According to the statement, the premier’s remarks came during a telephone call he received from President Putin.
“Recalling their earlier telephone conversation of August 25, the two leaders exchanged views on the latest developments of Afghanistan, bilateral cooperation, and collaboration in the Shanghai Cooperation Organization (SCO),” said the statement.
It said that the prime minister underscored the importance of peace and stability in Afghanistan for regional security and prosperity. “He emphasized the urgent need for provision of humanitarian assistance to Afghanistan and the imperative of averting an economic crisis,” the statement added.
According to the statement, the premier further underlined the need for the international community to remain engaged in Afghanistan. He stressed that the Afghan people should not be abandoned at this crucial juncture.

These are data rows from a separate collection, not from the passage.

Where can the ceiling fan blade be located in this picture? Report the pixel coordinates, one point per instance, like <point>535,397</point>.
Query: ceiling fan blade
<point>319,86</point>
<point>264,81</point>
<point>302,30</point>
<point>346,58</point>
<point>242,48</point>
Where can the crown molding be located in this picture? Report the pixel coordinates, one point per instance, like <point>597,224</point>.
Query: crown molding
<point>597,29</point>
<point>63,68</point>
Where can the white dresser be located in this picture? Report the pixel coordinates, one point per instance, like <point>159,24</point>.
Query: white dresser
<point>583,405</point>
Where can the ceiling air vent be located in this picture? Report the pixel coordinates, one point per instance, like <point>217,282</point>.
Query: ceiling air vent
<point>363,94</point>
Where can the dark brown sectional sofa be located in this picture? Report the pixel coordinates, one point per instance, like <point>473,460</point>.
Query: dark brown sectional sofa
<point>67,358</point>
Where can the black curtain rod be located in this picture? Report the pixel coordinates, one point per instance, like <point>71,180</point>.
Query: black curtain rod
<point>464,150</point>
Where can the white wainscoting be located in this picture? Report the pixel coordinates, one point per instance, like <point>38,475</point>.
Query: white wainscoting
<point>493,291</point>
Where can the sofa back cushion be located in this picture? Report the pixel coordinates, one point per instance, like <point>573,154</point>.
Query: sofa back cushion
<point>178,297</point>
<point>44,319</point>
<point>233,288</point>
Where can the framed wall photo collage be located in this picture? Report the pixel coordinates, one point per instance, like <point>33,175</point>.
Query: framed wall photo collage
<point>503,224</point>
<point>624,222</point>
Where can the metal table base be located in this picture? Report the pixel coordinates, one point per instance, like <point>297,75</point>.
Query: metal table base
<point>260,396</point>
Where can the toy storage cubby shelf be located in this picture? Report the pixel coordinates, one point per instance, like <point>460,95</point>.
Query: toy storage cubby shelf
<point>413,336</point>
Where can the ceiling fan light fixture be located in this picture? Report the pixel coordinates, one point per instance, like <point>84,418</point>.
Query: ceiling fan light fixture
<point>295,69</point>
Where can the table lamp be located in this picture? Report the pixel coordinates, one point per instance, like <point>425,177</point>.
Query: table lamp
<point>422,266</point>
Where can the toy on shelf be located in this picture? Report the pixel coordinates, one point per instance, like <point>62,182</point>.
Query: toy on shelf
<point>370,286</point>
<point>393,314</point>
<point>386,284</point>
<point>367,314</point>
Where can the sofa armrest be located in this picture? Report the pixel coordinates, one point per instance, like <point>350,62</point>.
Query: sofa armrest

In the bilateral context, the prime minister emphasized the growing cooperation across a range of sectors and reaffirmed Pakistan’s commitment to further upgrade the overall relationship. He underscored that strengthening trade and investments and energy cooperation were the “cornerstones” of engagement with Russia.
The prime minister, according to the statement, also reaffirmed the government’s resolve for early realization of the Pakistan Stream Gas Pipeline Project.
The statement said that the prime minister reiterated his invitation to President Putin to visit Pakistan. President Putin, in turn, renewed his invitation to the premier to undertake a visit to Russia, it added.
“Relations between Pakistan and Russia have been on an upward trajectory propelled by converging views on important regional and international issues, growing trust, and increasing bilateral cooperation manifested by recent high-level interactions,” the statement noted.
“The two leaders agreed to remain in close contact,” it concluded by saying.